Она задумывается на мгновение, а потом, видимо, решает уступить — чего никогда не делала со мной. Мы следуем за Уильямом в Детский зоопарк, где вокруг бассейна с кайманом установлены камеры. Я, кажется, узнаю одного из молодых людей, которых мы видели в оранжерее, но все они в наушниках, деловито перегоняют толпу с места на место и похожи друг на друга точно близнецы, поэтому я не уверена.
— А где крокодилы? — спрашиваю я Уильяма.
— В этом зоопарке нет крокодилов, — объясняет он.
— Тебе не кажется, что это странно? Книга называется «Лила-крокодила», а не «Кайл-кайман». Или они собираются изменить название?
Он сердито качает головой.
— Они используют спецэффекты. Ты что, никогда не слышала про компьютерную графику?
В течение двух часов мы ходим туда-сюда перед бассейном с кайманом. Уильям безмерно раздражает окружающих, во всеуслышание описывая то, как нарисованная на компьютере Лила будет танцевать чечетку. Мы с Соней и моим отцом почти не разговариваем. Мы — просто воплощение типичных ньюйоркцев, которые отправились вечером с ребенком в зоопарк и теперь с равнодушными лицами проходят мимо клеток и вольеров.
Через два часа, впрочем, даже Уильям утомляется. Когда Соня предлагает отправиться домой, он охотно соглашается.
— Может, зайдем в «Хлеб насущный»? — спрашивает он.

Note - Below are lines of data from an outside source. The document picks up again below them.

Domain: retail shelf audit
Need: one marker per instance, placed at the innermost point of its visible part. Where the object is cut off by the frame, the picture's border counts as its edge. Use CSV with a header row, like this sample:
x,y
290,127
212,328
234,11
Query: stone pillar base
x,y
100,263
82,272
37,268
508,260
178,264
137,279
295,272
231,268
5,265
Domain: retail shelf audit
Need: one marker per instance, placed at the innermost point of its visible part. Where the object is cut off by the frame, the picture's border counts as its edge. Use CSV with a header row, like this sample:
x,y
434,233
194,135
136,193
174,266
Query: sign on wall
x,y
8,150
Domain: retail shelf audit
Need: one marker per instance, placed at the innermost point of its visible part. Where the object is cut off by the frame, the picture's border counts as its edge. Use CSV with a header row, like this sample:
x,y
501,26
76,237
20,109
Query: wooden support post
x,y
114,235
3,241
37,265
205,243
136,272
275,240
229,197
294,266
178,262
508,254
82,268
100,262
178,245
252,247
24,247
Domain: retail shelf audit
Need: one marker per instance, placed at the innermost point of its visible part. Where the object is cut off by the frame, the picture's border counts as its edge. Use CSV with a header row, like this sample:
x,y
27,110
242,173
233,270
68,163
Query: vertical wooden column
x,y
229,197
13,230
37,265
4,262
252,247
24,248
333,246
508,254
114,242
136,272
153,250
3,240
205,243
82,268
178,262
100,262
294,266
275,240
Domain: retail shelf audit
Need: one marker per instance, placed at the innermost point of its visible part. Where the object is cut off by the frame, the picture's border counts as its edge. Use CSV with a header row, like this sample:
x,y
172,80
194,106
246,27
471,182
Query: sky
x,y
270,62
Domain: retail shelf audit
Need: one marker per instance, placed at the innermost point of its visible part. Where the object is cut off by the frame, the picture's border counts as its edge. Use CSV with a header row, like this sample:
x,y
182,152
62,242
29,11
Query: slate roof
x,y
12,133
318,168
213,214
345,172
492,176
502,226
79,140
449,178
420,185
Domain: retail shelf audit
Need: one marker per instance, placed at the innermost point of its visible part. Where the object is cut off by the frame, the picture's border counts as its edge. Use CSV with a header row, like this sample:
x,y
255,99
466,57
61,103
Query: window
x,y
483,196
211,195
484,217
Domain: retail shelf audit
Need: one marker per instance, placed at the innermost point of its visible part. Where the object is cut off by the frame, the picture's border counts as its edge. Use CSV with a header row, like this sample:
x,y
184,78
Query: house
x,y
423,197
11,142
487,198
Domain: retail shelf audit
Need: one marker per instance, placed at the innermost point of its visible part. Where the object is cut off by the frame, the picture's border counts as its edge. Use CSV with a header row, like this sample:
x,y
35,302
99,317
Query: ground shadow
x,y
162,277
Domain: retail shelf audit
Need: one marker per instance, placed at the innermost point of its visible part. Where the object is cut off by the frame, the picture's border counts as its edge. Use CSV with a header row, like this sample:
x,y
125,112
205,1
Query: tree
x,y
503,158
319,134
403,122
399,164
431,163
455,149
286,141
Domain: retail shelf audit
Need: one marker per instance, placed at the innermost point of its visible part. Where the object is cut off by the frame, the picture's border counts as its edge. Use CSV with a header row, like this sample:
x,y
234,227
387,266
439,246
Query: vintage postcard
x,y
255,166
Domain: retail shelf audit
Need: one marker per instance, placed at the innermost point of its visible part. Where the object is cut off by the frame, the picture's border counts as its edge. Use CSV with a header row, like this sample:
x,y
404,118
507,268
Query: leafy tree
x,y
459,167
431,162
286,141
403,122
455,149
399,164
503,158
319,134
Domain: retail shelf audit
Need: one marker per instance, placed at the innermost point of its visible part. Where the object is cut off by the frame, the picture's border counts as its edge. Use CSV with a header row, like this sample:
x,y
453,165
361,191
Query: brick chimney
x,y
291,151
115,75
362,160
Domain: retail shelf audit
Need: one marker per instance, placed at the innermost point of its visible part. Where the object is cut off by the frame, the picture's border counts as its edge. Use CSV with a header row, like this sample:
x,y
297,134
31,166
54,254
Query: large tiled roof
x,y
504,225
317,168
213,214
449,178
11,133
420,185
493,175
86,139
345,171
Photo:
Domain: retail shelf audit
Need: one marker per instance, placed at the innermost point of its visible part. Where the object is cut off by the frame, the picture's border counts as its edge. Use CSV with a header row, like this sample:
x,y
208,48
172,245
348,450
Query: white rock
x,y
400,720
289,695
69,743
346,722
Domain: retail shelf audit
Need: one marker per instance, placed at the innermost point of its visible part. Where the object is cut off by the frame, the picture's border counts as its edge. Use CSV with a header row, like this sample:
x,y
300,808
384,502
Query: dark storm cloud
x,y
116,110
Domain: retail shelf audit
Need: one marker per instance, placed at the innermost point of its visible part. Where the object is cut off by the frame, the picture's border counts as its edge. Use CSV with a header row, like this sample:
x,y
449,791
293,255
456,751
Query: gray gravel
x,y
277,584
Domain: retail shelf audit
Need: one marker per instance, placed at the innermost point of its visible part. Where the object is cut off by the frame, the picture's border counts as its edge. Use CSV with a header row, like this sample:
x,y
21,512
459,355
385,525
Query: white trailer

Соня задумывается, потом кивает.
— Попроси клубничный кекс, — подсказываю я. — Может быть, они наконец внесли в меню клубничные кексы без лактозы.
— Не хотите ли пойти с нами? — приглашает Соня, хотя, конечно, надеется, что мы откажемся.
— Нет, спасибо, — отвечает отец. — Я лучше прогуляюсь пешком через мост.
Мы смотрим, как они в сумерках идут по дорожке. Когда оба скрываются из виду, я разворачиваюсь. По ту сторону парка находится моя квартира — квартира Джека. А между нами — обширное зелено-серое пространство, Рэмбл и сланец, газоны и лужайки, причудливые деревянные, каменные и железные мостики, хищные и певчие птицы, дятлы, утки и вездесущие голуби, сосновые питомники и фонарные столбы. Парк. Мой парк.